I spent days building support columns for the rail between Raymont and Rancho. Sure, physically impossible, but still not magically floating.
The issue at hand is not what looks “good”, but rather the fact that most styles, regardless of how “good” they look, turn into absolute crap when you need to establish a transition between two jurisdictions. There’s nothing wrong with varying road styles other than the fact that they need to connect to each other, because that’s what roads do. Because of this inconvenient fact, changing lane widths, lane expanses, etc. is generally poorly handled, especially in a voxel game environment such as Minecraft, and on such a large server such as PCB, where some city owners may be inactive, banned, etc. Communication is key if you want a consistent style within the server. If the players on this server have failed to conduct themselves to form a consistent road style, then I suppose having the staff do it instead is worth a shot.
Heck, if we don’t agree on anything else, I beg that lane widths and which side of the road to drive on are standardized - just about everything else regarding roads is secondary (and most other aspects of road design can probably be transitioned between without much of an issue).
Ultimately, this entire discussion boils down to one question: what do you envision the Creative map looking like? Will it be somewhat uniform, connected, and one big meshy network kind of thing, or like the current map, which is rather disjointed, with random builds everywhere, and a few cities connected here and there, held together by the mercy of warps?
Neither answer is inherently correct, but the answer to this question decides whether we make the attempt to keep the sort of setup we have now (build what you want, stay outta everyone’s way) or to have a new, organized, agreed-upon style.
An extreme case of the latter situation can be seen in the Greenfield map (and server). It is strictly whitelisted and has a very specific style, and a small player base. Close, effective communication along with clearly defined standards have allowed for the players of the server to create a huge, consistent city. Whether that can be achieved here on PCB (if we wanted to) remains to be seen.
Basically, it’s a choice between neatness or variety. Having more of one will always lead to a sacrifice in the other.
I plead guilty to this offense on several accounts. Then again, city owners were like “but I want an airport RIGHT HERE and this is the only land you get to build it on”. If the terrain is so hilly that a plane would literally have to approach at a 45 degree angle to land (probably end up blowing out a tire or two IRL), it’s simply impractical to have one. That’s not a need for standardization per se, but rather a need for common sense.

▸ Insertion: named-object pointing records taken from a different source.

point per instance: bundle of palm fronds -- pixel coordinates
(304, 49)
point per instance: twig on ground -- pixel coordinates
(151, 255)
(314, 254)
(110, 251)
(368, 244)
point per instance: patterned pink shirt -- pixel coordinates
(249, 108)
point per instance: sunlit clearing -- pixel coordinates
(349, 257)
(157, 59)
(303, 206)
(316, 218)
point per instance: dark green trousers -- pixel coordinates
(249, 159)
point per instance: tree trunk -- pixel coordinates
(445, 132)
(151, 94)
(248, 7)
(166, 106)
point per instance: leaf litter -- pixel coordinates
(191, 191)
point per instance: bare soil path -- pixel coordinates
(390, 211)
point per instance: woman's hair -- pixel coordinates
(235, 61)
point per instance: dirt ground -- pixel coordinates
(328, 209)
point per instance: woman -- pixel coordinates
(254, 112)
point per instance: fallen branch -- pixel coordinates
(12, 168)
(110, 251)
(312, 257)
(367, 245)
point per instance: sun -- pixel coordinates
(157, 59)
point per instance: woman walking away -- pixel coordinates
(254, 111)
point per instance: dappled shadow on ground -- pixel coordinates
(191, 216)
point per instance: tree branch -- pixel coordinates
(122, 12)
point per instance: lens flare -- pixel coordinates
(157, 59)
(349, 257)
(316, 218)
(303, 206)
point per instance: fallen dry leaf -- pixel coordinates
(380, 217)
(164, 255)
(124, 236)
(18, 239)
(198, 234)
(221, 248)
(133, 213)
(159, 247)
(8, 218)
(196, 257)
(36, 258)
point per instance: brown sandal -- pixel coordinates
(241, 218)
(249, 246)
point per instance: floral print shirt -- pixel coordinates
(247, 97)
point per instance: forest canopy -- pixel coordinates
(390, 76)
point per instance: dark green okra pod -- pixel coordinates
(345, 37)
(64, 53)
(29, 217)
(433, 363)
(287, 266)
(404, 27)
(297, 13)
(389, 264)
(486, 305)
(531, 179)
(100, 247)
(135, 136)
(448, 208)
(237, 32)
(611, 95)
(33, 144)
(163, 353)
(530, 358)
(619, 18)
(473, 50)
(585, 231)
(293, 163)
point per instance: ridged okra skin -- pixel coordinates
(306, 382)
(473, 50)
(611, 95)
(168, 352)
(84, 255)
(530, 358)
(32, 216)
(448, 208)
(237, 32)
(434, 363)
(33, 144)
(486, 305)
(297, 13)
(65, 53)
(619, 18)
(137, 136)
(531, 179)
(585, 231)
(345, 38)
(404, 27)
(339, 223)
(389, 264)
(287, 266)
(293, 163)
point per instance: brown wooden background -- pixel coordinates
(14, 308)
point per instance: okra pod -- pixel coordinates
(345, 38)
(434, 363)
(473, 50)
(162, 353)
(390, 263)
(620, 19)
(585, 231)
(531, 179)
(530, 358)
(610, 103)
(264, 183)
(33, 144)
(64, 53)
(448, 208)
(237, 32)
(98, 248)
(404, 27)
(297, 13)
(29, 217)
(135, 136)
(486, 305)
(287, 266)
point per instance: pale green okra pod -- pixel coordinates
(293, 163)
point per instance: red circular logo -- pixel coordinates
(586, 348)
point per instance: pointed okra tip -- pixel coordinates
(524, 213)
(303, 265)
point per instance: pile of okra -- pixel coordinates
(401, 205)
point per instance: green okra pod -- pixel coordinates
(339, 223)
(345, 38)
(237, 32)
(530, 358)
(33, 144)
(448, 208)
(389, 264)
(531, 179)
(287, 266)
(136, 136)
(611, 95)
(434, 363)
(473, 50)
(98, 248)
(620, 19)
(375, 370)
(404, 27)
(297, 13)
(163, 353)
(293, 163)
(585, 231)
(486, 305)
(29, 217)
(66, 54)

Good luck agreeing on what’s “popular”. What counts as “popular” - how many people are building a certain style, or how many people like a certain style? A few months back in a pocket of NR inactivity, several rail networks popped up, with poorly designed, quickly constructed tracks. It’s certainly “popular” if you consider that many people began building in that style, and I would even say that many people would be satisfied with it (functionality first, for some people). Granted, even most of the older NR and Acra City networks are built in such a manner, and it’s clear that what’s popular changes over time. Nothing wrong with picking “popular”, it just may be harder than it initially sounds.
To be honest, I sorta started NR under the intention that nobody gave a crap about my crappy tunneling, etc. It’s clear now that I was wrong. I’m am all at once taken aback, proud, and somewhat insulted.